EII - Proposition 8 - scolie

  • 12 avril 2004

Si quelqu’un désire un exemple pour expliquer plus amplement ce point, je n’en pourrai certes donner aucun qui explique adéquatement la chose dont je parle ici, attendu qu’elle est unique ; je m’efforcerai cependant d’illustrer ce point comme il se peut faire : un cercle est, on le sait, d’une nature telle que les segments formés par toutes les lignes droites se coupant en un même point à l’intérieur donnent des rectangles équivalents ; dans le cercle sont donc contenues une infinité de paires de segments d’égal produit ; toutefois, aucune d’elles ne peut être dite exister si ce n’est en tant que le cercle existe, et, de même, l’idée d’aucune de ces paires ne peut être dite exister, si ce n’est en tant qu’elle est comprise dans l’idée du cercle. Concevons cependant que de cette infinité de paires deux seulement existent, savoir D et E. Certes leurs idées existent alors non seulement en tant que comprises dans l’idée du cercle, mais aussi en tant qu’elles enveloppent l’existence de ces paires de segments ; par où il arrive qu’elles se distinguent des autres idées des autres paires. [*]


SCHOLIUM :

Si quis ad uberiorem hujus rei explicationem exemplum desideret, nullum sane dare potero quod rem de qua hic loquor, utpote unicam adæquate explicet ; conabor tamen rem ut fieri potest, illustrare. Nempe circulus talis est naturæ ut omnium linearum rectarum in eodem sese invicem secantium rectangula sub segmentis sint inter se æqualia ; quare in circulo infinita inter se æqualia rectangula continentur : attamen nullum eorum potest dici existere nisi quatenus circulus existit nec etiam alicujus horum rectangulorum idea potest dici existere nisi quatenus in circuli idea comprehenditur. Concipiantur jam ex infinitis illis duo tantum nempe E et D existere. Sane eorum etiam ideæ jam non tantum existunt quatenus solummodo in circuli idea comprehenduntur sed etiam quatenus illorum rectangulorum existentiam involvunt, quo fit ut a reliquis reliquorum rectangulorum ideis distinguantur.

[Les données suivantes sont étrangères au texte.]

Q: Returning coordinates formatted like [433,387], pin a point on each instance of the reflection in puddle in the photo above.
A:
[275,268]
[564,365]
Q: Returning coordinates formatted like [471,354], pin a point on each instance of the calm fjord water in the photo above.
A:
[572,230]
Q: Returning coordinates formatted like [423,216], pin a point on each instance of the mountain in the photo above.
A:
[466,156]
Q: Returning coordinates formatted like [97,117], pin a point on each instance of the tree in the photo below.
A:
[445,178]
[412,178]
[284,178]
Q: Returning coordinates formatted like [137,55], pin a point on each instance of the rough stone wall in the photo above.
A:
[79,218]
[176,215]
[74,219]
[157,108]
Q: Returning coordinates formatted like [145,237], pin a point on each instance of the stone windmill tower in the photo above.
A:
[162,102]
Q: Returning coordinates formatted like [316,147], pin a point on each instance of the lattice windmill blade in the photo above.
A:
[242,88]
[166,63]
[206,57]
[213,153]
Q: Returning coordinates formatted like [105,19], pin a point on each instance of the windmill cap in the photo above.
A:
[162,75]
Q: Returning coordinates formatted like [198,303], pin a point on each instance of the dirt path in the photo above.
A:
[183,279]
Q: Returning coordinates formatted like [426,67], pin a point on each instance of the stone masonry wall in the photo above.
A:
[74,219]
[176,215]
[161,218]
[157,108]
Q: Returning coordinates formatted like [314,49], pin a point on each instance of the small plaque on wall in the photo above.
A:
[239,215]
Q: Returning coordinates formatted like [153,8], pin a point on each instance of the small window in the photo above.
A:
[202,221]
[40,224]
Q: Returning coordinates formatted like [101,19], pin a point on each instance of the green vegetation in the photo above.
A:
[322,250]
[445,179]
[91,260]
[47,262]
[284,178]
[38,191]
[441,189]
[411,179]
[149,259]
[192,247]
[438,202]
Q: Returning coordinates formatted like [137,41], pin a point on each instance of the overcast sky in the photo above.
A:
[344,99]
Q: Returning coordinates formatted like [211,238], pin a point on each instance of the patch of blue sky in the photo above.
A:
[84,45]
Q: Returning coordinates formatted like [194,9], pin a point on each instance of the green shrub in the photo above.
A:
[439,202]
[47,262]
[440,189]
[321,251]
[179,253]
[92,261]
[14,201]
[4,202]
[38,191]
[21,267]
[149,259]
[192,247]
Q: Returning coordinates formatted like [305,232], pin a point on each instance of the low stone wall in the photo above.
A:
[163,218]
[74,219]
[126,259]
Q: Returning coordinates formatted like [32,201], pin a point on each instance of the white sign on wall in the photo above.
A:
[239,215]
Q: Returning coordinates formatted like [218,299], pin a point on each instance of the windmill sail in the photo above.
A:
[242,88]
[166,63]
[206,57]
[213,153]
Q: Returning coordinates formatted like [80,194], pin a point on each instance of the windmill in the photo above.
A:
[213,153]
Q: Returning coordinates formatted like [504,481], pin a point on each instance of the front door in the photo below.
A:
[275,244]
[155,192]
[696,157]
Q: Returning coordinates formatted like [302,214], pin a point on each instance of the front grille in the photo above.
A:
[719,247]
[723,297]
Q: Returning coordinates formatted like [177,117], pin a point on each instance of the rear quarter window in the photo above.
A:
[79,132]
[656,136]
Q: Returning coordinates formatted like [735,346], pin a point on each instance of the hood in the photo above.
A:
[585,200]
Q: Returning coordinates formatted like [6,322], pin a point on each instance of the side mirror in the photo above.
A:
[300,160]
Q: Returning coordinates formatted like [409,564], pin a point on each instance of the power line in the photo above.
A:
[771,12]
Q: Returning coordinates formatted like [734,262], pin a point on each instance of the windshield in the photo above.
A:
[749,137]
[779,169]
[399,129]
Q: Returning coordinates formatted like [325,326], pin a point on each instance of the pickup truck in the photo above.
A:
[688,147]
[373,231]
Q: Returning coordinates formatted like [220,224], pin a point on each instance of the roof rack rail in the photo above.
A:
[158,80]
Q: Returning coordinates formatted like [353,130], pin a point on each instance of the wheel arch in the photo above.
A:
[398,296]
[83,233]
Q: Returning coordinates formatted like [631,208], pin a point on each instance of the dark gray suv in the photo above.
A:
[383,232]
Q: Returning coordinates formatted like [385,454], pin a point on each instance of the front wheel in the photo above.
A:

[*(Saiiset) : Si quelqu’un désire que je prenne ici un exemple pour que la chose devienne plus claire, j’avoue que je n’en puis fournir aucun qui en donne une explication adéquate, car c’est une chose unique en son espèce ; je vais tâcher pourtant de l’éclaircir autant que possible. Un cercle est tel de sa nature que si plusieurs lignes se coupent dans ce cercle, les rectangles formés par leurs segments sont égaux entre eux ; cependant on ne peut dire qu’aucun de ces rectangles existe si ce n’est en tant que le cercle existe ; et l’idée de chacun de ces rectangles n’existe également qu’en tant qu’elle est comprise dans l’idée du cercle. Maintenant, concevez que de tous ces rectangles en nombre infini deux seulement existent, les rectangles E et D. Dès lors, les idées de ces rectangles n’existent plus seulement en tant qu’elles sont comprises dans l’idée du cercle, mais elles existent aussi en tant qu’elles enveloppent l’existence des deux rectangles donnés, ce qui distingue ces idées de celles de tous les autres rectangles.